Nick, a rideshare driver, doesn't have that kind of cash. He does, though, know someone at a bank, who knows about a delivery of something incredibly valuable.

Re-connecting with old flame Veronica (Michele Plaia), Nick makes a connection to her boyfriend/her gym's main financial investor Jack (Randy Couture), a crime boss of some sort who makes further connections for Nick to a team of thieves. The robbery goes mostly as planned, but in the aftermath, Jack's guys shoot Nick, leave him for dead, and steal the stolen briefcase containing hard drives with millions of dollars of cryptocurrency on them.

The rest of this has Nick looking for the briefcase and revenge on the thieves who wronged him. Meanwhile, some cops and/or federal agents (It's unimportant, since they only exist to keep things moving with some close calls and chases, but also inconsistent within the movie) are always—and, considering how often they just miss out on something, amusingly—one step behind the resulting torture and death.

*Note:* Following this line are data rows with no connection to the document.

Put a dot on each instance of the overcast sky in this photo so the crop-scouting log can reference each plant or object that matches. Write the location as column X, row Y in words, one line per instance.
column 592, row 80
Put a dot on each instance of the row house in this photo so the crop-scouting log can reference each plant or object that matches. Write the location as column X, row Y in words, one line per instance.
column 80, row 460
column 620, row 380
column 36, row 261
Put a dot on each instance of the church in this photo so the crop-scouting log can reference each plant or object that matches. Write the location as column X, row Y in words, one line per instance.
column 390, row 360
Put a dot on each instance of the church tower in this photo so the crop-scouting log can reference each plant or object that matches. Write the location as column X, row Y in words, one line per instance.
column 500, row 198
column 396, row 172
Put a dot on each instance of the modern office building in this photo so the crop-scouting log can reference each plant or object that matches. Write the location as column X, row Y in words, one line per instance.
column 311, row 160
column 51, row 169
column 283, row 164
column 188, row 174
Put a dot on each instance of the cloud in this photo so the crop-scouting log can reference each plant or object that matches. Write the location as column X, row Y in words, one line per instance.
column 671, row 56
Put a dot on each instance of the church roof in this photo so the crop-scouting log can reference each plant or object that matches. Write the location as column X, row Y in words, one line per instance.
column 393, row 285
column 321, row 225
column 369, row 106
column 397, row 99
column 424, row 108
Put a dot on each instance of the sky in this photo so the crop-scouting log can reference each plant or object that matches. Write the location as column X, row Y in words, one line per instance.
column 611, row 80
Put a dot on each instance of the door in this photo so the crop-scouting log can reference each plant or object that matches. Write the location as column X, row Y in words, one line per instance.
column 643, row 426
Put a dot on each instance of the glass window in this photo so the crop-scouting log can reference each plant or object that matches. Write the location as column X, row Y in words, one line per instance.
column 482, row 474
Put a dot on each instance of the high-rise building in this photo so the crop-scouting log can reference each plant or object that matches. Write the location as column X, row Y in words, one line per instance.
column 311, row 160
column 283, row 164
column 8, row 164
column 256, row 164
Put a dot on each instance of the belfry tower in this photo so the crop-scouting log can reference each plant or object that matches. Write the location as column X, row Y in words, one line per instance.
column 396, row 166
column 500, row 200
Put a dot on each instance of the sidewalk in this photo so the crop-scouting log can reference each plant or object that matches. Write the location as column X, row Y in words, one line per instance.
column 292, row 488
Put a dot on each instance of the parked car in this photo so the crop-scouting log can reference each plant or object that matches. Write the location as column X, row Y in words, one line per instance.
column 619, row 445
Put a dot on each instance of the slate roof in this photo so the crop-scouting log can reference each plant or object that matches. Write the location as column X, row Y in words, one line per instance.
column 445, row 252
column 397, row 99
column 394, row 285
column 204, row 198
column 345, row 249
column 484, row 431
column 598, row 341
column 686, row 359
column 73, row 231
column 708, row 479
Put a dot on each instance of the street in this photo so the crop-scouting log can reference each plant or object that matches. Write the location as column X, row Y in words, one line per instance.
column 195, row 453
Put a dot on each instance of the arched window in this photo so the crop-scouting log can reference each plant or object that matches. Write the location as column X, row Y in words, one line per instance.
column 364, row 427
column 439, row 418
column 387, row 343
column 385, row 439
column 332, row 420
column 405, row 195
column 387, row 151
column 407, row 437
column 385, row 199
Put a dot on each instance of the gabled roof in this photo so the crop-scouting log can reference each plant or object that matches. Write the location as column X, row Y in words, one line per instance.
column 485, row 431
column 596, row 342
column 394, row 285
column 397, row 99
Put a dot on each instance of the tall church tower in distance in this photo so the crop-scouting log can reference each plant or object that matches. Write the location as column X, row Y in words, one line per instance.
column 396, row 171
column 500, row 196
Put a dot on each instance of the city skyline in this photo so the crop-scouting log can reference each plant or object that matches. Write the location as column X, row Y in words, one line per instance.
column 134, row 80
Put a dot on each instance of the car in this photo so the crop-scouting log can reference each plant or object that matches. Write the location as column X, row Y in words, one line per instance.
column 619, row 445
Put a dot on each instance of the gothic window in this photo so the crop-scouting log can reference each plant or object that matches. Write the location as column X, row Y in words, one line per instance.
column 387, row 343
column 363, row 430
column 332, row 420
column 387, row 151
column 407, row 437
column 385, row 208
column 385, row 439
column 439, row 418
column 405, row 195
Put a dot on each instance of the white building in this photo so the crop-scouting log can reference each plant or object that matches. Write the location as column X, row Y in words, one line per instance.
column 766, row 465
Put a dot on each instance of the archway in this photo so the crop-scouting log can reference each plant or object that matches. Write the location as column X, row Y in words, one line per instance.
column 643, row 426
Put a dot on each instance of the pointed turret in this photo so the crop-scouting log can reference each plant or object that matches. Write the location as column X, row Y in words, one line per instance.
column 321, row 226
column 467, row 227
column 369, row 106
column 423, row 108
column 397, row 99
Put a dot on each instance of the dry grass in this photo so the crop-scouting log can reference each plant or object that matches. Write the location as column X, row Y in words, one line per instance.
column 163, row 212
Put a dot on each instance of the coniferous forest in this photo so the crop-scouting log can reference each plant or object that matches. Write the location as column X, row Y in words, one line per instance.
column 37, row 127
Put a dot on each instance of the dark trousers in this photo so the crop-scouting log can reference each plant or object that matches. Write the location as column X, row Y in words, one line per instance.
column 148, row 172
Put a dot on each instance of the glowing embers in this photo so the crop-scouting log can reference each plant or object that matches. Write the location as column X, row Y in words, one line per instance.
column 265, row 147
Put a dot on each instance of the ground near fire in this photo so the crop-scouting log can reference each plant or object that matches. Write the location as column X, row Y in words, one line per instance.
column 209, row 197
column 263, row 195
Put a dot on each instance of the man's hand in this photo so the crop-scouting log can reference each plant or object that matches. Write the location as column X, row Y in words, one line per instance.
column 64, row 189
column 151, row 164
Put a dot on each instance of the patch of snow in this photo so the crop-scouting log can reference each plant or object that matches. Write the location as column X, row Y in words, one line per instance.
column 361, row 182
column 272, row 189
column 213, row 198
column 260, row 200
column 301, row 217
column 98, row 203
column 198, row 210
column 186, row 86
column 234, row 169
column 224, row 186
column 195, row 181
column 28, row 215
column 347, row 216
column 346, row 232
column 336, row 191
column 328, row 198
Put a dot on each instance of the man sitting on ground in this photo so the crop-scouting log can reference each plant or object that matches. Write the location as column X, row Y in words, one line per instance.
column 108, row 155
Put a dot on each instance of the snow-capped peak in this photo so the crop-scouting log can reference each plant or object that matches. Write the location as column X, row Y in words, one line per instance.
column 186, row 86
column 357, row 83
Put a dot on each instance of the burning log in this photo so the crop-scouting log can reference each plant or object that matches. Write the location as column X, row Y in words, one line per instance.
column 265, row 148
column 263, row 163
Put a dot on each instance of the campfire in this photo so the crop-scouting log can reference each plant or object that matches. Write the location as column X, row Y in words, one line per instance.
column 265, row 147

Because his hands have to relatively clean for that minimal level of sympathy to remain, Nick is always one step removed from doing any of those things. One guy has a heart attack while our protagonist is interrogating him, and after enlisting help from the mobster who owns that case in order to re-steal it (a somewhat clever, if wholly unbelievable, touch), Nick stands by while one of the gangster's goons rips off another betrayer's toe. At a certain point, we have to realize there simply are no decent people in this movie (aside from the plot device of the daughter), even if the filmmakers themselves go out of their way to refuse accepting that fact.

Since the movie is all about it, the plot of Blowback does hold up to at least some level of scrutiny. Since there's little reason to care about anyone driving that plot, the level of scrutiny is admittedly negligible.